Gosger
We watched the Preakness this past Saturday. We didn’t throw a full-on party like we did for the Derby—no fancy hats, no fun foods. But we still honored tradition in our own small way: not with a Mint Julep, but with a Black-Eyed Susan, the official drink of the Preakness. Just a quiet afternoon, and a drink in hand. A little ritual. A little altar, in its own unlikely way.
The weather in Baltimore was perfect—a sharp contrast to the mud-soaked chaos of the Derby a few weeks earlier. And while no one sang “Run for the Roses,” I still found myself humming it—because honestly, what’s a springtime horse race without a little Dan Fogelberg in the background?
One horse in particular caught my attention—Gosger. He was the one I was pulling for. Not because he was flashy, but precisely because he wasn’t. At 20:1 odds, he was the forgotten one—overlooked and underestimated.
But what really made me root for him was his name. One of his owners, a woman named Donna Clarke, chose “Gosger” not for flair or branding, but in honor of a Facebook friend, Jim Gosger. A name I should have recognized—but didn’t.
I’ve been a Mets fan for as long as I can remember. The 1969 Miracle Mets are etched into my memory like sacred scripture—Seaver, Grote, Koosman, Swoboda. But Jim Gosger? Honestly, I had to look him up. He played in 39 games that year. I didn’t remember him—but Donna Clarke did.
And that horse—like his namesake, nearly forgotten—almost made history. He ran his heart out, finishing just a half-length behind the favorite.
It felt right that it happened at the Preakness—the middle child of the Triple Crown. Not the glamorous Derby with its roses and celebrities. Not the Belmont with its history-making potential. Just the Preakness: scrappy, quieter, easy to forget.
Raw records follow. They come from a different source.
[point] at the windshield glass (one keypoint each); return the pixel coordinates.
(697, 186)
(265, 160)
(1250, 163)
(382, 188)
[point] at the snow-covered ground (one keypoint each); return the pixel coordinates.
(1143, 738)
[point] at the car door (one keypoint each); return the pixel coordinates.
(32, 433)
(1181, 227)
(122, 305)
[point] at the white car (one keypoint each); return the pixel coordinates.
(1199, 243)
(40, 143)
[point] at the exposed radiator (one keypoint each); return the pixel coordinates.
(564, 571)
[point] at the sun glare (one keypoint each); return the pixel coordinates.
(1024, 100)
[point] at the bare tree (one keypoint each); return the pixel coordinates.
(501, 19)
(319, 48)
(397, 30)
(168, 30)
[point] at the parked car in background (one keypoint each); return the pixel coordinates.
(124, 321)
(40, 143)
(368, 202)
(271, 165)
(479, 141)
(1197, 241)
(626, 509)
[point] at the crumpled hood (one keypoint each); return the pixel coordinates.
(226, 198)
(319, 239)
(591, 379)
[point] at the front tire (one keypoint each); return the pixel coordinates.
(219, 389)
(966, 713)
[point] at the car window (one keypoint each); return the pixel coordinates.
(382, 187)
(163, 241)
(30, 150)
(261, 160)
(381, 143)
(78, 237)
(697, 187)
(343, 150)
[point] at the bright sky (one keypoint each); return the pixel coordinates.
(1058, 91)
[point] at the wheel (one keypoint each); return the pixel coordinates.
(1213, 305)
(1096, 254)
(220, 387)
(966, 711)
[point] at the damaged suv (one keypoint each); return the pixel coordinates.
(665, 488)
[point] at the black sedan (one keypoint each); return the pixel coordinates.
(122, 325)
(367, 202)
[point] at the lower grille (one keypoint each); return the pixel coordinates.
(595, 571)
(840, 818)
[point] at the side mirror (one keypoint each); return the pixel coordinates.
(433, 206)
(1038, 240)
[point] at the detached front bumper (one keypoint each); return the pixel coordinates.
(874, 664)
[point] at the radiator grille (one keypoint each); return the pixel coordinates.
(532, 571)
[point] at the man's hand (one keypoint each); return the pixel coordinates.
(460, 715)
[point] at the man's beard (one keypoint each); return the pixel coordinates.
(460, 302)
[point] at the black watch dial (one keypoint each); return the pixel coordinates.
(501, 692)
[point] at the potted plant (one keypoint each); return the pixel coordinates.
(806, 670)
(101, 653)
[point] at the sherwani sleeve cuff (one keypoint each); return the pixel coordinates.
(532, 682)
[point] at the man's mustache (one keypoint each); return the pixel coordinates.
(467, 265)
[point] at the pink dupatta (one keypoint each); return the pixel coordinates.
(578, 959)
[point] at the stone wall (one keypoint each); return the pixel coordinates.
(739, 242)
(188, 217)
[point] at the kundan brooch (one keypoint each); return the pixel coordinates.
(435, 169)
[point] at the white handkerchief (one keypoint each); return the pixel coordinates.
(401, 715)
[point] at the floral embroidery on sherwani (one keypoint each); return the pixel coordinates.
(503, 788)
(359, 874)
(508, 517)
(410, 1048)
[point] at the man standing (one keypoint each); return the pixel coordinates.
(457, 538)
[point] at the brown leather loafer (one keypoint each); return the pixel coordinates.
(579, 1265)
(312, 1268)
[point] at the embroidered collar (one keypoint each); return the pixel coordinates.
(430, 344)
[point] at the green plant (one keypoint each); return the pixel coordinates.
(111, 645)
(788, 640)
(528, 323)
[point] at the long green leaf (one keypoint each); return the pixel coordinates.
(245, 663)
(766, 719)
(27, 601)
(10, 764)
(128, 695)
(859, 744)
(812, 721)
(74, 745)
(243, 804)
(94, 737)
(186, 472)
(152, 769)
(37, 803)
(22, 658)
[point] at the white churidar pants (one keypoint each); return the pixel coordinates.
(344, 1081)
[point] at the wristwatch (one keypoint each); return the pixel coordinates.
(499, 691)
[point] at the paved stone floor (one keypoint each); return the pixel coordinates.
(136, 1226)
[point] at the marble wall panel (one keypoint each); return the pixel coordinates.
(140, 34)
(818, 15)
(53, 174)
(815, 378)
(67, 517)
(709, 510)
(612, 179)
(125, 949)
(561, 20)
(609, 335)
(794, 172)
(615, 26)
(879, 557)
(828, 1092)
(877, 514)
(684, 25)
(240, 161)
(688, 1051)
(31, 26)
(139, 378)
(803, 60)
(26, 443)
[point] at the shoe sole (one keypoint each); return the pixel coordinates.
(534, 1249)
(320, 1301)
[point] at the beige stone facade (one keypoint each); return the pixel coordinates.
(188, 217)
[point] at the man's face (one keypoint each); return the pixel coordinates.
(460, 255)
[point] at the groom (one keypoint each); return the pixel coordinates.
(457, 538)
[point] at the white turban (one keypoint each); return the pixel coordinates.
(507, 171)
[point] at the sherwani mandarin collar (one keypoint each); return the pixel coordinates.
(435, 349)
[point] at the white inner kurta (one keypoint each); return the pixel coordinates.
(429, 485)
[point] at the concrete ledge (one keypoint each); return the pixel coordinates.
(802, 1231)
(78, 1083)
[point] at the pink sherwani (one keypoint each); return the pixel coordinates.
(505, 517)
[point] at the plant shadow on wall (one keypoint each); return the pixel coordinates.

And to be honest, the whole story reminds me of my beloved Mets. The Yankees are more like Churchill Downs—steeped in legacy and pageantry. The Mets? They’re more like Pimlico. Gritty. Quirky. Prone to chaos. And yet, every so often, capable of something miraculous.
You don’t root for the Mets because it’s fashionable. You root for them because they make you believe anything is possible. That the overlooked and underestimated still have a shot. That long shots can still run the race of their lives. And sometimes, even when they fall short, they remind you what heart looks like.
There’s something quietly beautiful about that. Because Gosger the horse didn’t run in the Derby. He didn’t get the spotlight. He just showed up at the Preakness—the middle space—and gave it everything he had.
And Gosger the Met? He wasn’t the star. He was one of the many in the background who helped hold the miracle together.
So, where’s the unlikely altar?
It’s in the choosing. In the small but defiant act of remembering someone who could have been forgotten. Donna Clarke didn’t pick a name to impress the crowd. She picked a name that mattered. And in doing so, she built an altar—not out of stone or stained glass, but out of memory and meaning.
Altars don’t always stand in cathedrals. Sometimes, they show up in a name, in a race, in a drink raised quietly on a Saturday afternoon. Sometimes, they run.